Q - Monsieur Jean-Pierre Jouyet, vous êtes déçu par le résultat du référendum irlandais. A tel point que vous avez dit tout à l'heure que vous étiez littéralement effondré.
R - Le terme est un peu trop fort, parce que je m'exprimais sous le coup de l'émotion. Mais déçu oui, tout en respectant le choix du peuple irlandais. La démocratie a parlé en Irlande et nous devons le respecter.
Q - Maintenant, quelles sont les solutions, selon vous, pour tenter de remédier à cette panne institutionnelle ?
R - Le Conseil européen se réunira les 19 et 20 juin. Nous ferons une évaluation de la situation avec le Premier ministre irlandais et les autres chefs d'Etat et de gouvernement. Je pense qu'il est important que le processus de ratification puisse se poursuivre. Parce que ce n'est pas la même situation lorsque vous avez un ou plusieurs "non" qui s'expriment à l'égard du traité. Deuxième chose, cela doit nous inciter, sous Présidence française, à redoubler d'efforts pour développer des politiques communes et des politiques concrètes pour une Europe plus écologique et plus sociale, pour répondre de façon appropriée à la hausse du prix du pétrole, pour une Europe qui soit davantage tournée vers la sécurité alimentaire et pour essayer de construire une Europe plus sûre en terme de défense.

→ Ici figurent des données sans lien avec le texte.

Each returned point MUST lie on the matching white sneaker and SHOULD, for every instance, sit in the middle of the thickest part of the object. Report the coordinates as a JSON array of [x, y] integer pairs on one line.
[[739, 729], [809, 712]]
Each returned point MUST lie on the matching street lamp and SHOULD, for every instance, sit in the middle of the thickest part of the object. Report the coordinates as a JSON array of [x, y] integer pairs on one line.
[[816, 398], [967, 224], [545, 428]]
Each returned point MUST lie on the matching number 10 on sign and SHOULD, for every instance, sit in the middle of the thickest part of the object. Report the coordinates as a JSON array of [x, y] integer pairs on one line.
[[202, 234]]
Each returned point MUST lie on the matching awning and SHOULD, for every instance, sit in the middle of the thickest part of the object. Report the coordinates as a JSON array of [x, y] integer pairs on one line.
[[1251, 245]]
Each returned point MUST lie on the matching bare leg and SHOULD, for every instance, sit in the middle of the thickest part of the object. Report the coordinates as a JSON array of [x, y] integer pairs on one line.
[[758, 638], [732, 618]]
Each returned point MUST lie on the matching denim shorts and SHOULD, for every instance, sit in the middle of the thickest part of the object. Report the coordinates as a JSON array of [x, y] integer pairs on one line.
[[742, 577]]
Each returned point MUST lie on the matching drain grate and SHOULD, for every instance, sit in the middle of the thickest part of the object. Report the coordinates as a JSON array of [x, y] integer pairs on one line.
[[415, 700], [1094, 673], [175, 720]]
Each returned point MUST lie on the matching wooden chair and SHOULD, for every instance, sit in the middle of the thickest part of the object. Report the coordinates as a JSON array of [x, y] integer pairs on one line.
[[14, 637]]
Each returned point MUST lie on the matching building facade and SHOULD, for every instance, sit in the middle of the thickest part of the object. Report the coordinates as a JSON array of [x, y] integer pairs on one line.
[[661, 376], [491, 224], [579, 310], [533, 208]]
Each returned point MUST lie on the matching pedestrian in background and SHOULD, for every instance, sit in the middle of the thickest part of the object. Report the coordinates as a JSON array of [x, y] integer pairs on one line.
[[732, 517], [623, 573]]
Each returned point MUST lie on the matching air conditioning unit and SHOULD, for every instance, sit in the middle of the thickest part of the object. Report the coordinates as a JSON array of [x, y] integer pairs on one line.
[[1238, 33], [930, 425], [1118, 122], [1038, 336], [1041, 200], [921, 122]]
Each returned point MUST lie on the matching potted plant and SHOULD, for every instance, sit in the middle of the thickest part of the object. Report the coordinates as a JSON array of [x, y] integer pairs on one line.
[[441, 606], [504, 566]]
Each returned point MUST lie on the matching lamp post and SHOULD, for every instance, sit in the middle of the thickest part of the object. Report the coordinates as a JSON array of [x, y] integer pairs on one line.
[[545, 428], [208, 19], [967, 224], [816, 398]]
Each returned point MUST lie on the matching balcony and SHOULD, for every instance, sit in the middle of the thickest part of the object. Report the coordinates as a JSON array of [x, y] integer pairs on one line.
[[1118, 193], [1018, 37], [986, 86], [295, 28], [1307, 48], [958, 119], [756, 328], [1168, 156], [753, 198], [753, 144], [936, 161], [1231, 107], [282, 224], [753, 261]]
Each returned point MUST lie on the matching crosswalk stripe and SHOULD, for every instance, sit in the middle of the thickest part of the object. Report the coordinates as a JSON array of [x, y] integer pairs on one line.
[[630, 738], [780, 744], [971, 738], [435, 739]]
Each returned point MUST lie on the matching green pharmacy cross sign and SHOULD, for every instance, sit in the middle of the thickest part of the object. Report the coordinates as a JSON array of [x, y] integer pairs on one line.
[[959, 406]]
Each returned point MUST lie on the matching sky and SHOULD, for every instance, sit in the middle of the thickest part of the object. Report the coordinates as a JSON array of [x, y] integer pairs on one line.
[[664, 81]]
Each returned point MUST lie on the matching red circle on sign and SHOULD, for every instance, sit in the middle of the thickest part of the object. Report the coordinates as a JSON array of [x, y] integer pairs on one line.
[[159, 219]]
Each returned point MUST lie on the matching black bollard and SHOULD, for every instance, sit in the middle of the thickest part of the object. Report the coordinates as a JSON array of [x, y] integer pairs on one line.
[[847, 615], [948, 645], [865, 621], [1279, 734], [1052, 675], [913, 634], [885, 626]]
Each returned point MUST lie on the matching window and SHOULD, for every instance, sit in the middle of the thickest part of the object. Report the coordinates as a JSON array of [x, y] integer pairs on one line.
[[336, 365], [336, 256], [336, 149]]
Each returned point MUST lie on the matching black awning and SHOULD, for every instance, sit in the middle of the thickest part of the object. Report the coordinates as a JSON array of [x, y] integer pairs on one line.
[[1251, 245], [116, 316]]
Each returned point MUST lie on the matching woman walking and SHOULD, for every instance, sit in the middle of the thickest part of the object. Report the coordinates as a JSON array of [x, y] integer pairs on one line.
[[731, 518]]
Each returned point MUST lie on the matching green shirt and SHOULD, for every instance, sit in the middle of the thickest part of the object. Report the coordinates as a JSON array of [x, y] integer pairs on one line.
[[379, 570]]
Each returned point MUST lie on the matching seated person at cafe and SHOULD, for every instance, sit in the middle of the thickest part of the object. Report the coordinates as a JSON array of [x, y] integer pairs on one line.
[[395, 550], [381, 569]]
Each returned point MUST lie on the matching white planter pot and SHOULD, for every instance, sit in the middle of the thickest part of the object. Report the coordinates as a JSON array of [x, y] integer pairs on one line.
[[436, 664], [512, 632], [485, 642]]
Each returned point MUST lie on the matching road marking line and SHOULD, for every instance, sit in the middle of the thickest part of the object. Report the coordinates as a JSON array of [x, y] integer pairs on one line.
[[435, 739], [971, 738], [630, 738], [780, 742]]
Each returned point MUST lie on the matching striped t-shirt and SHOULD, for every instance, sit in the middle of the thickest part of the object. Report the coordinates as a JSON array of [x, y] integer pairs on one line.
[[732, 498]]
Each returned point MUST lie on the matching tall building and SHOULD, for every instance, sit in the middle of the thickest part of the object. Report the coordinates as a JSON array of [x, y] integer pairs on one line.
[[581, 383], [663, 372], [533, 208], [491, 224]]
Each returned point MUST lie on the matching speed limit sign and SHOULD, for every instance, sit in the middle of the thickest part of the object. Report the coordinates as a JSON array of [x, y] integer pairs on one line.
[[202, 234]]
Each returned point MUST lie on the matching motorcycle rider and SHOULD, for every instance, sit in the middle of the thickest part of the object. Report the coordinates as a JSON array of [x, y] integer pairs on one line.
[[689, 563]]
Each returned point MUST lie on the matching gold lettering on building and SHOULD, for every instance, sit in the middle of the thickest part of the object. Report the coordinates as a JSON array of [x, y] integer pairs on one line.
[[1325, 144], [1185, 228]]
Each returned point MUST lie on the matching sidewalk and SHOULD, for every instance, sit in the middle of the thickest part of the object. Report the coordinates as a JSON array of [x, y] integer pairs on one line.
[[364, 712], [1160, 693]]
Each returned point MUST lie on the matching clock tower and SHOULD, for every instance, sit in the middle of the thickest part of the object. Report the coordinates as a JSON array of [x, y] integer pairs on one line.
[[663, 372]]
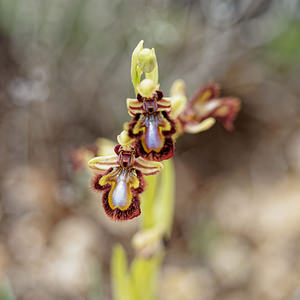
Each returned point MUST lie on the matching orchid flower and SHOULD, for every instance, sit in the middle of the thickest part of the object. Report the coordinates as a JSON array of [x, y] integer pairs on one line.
[[201, 111], [121, 179]]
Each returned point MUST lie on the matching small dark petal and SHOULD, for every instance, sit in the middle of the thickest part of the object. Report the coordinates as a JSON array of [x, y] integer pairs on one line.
[[160, 94], [118, 214], [95, 181], [131, 125], [173, 125], [77, 156], [93, 148], [166, 152]]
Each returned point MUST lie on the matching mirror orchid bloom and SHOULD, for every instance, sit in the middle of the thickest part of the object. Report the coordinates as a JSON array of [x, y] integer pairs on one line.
[[201, 111], [120, 177], [151, 126]]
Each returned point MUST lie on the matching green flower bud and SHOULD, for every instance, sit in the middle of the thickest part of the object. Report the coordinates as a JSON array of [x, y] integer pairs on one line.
[[146, 60], [147, 87]]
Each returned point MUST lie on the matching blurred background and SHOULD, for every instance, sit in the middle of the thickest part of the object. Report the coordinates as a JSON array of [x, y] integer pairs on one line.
[[64, 78]]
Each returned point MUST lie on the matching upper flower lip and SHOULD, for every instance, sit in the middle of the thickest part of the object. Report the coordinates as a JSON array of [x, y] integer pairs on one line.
[[103, 163]]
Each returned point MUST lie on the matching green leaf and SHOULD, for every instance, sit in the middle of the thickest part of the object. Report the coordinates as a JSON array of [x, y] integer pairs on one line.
[[148, 198], [153, 75], [164, 204]]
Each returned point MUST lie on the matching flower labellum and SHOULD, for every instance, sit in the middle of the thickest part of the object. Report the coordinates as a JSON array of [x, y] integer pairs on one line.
[[151, 126], [121, 180]]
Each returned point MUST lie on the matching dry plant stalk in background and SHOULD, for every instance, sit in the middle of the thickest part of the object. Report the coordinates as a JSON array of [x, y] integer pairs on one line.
[[145, 148]]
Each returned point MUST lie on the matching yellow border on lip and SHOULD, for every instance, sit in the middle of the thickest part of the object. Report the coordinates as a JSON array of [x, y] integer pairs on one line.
[[110, 178]]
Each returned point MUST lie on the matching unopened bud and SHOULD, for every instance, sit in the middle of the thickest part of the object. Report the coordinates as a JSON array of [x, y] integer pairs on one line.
[[147, 88], [146, 60]]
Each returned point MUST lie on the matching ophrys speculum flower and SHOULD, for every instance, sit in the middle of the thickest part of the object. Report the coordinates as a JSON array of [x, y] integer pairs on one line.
[[151, 126], [121, 180]]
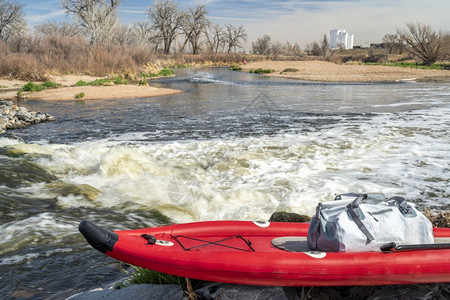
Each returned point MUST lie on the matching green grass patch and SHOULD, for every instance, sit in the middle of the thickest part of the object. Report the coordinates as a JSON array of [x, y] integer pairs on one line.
[[179, 66], [235, 68], [290, 70], [261, 71], [163, 73], [413, 65], [119, 80], [79, 96], [166, 72], [33, 87], [143, 276], [97, 82]]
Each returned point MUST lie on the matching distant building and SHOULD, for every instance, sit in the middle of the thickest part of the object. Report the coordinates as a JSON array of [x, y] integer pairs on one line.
[[341, 38]]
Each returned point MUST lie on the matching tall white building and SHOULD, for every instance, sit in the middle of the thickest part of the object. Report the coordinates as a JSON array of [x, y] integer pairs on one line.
[[340, 37]]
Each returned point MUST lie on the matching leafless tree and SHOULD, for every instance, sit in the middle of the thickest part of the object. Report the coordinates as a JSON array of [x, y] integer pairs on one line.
[[324, 46], [52, 28], [97, 18], [167, 20], [12, 19], [193, 26], [146, 36], [392, 43], [262, 45], [215, 37], [234, 36], [313, 49], [423, 41]]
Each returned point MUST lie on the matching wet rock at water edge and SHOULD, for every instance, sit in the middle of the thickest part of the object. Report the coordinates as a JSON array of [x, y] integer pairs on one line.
[[13, 116]]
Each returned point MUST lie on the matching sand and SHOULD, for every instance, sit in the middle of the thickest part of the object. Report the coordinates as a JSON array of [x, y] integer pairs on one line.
[[331, 72], [307, 70]]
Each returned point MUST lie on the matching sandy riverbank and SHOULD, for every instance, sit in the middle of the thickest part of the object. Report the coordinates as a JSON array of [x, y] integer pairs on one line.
[[9, 88], [331, 72], [306, 70]]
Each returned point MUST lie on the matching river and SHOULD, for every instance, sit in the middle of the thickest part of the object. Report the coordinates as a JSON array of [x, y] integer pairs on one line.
[[232, 146]]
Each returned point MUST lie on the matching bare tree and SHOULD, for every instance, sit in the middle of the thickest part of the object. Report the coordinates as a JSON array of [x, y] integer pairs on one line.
[[423, 41], [52, 28], [97, 18], [262, 45], [193, 26], [313, 49], [234, 36], [392, 43], [324, 46], [146, 36], [12, 19], [215, 37], [167, 20]]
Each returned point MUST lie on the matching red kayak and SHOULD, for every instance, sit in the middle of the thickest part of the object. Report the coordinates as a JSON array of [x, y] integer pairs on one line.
[[272, 254]]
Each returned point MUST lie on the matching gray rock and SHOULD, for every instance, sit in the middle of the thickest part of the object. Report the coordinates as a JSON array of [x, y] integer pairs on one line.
[[6, 103], [24, 115], [14, 117], [3, 123], [137, 291]]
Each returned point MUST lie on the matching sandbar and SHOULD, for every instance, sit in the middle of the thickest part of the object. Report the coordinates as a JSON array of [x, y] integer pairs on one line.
[[348, 72]]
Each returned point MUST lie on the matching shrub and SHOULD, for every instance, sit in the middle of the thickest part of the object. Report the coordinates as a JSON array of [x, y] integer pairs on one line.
[[166, 72], [261, 71], [32, 87], [144, 276], [79, 96], [235, 68], [120, 80], [102, 81], [290, 70]]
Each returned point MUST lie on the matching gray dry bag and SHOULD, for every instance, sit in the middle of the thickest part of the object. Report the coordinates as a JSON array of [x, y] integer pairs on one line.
[[366, 223]]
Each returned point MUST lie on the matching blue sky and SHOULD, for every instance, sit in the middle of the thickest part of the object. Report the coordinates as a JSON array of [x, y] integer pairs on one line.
[[296, 21]]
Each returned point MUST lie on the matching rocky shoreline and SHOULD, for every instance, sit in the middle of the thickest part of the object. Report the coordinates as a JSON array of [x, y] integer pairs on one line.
[[13, 116]]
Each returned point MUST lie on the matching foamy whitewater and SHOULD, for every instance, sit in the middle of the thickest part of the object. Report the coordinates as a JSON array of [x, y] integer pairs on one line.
[[233, 146]]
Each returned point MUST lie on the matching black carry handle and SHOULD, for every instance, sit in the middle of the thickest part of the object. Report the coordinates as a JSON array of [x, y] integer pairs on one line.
[[394, 247]]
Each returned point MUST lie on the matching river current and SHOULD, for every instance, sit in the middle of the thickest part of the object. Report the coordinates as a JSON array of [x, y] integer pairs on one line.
[[233, 146]]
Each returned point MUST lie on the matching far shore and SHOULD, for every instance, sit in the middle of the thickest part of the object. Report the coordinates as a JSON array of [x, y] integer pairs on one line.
[[350, 72], [302, 70]]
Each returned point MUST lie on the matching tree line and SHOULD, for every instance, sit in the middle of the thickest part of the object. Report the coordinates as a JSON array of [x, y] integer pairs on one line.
[[171, 30]]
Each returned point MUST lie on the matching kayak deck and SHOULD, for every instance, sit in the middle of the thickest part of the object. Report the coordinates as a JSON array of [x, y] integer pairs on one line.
[[245, 252]]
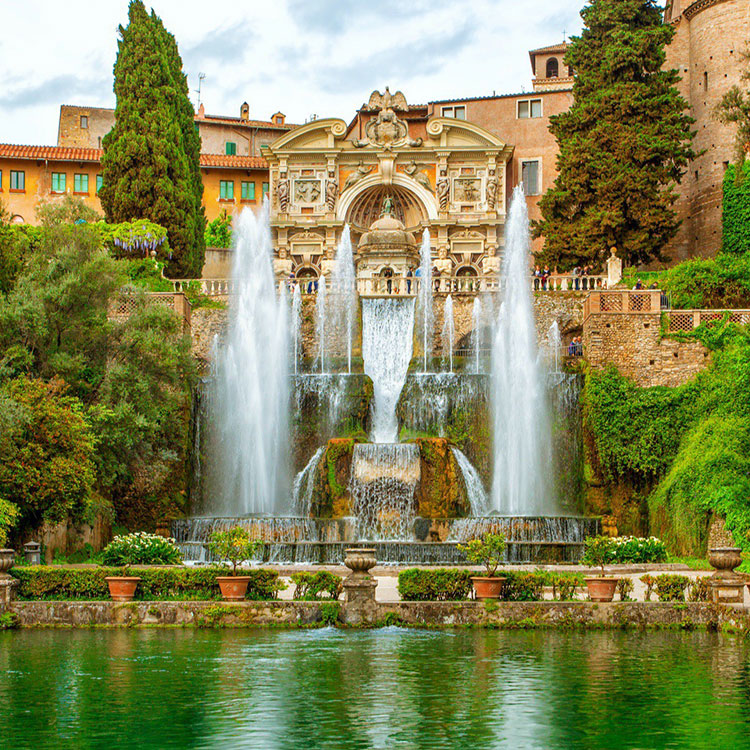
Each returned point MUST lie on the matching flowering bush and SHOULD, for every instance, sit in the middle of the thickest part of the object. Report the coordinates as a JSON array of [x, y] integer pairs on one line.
[[141, 548]]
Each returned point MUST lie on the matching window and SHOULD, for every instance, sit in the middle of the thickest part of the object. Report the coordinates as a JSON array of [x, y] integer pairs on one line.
[[459, 113], [248, 191], [226, 190], [17, 180], [58, 182], [530, 177], [529, 108], [81, 183]]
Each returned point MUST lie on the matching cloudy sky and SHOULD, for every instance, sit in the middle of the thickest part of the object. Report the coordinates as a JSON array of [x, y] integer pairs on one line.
[[302, 57]]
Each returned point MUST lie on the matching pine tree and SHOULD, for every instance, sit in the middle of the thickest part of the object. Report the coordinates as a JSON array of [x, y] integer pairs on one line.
[[150, 166], [622, 145]]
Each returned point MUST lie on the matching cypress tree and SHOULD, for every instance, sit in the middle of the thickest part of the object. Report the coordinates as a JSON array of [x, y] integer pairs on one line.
[[622, 144], [150, 165]]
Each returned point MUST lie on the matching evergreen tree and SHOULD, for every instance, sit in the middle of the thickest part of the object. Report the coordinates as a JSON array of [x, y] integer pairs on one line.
[[622, 144], [150, 165]]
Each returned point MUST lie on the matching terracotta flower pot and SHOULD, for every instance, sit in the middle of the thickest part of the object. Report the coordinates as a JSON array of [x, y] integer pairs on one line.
[[7, 558], [233, 588], [487, 588], [122, 588], [601, 589]]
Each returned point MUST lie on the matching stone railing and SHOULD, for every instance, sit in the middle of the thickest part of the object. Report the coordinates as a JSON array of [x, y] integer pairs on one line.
[[687, 320], [623, 301], [125, 303]]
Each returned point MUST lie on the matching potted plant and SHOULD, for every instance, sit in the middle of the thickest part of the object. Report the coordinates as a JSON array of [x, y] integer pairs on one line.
[[488, 552], [597, 552], [235, 546], [122, 588]]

Q - Il me semble que le message que tout le monde veut faire passer ce soir, que ce soit le président de la Commission, M. Barroso, Nicolas Sarkozy ou Angela Merkel est à peu près le même. Il faut que les ratifications se poursuivent ?
R - C'est exact. C'est le bon sens. Les Irlandais se sont prononcés, d'autres pays doivent encore le faire. Je salue, de ce point de vue, l'attitude et le courage du Premier ministre britannique qui a dit qu'il allait poursuivre le processus de ratification. Je pense que les autres vont le poursuivre également, notamment nos amis thèques et suédois qui doivent assurer la présidence de l'Union européenne l'année prochaine. Cela permet de donner un temps de réflexion à nos amis irlandais.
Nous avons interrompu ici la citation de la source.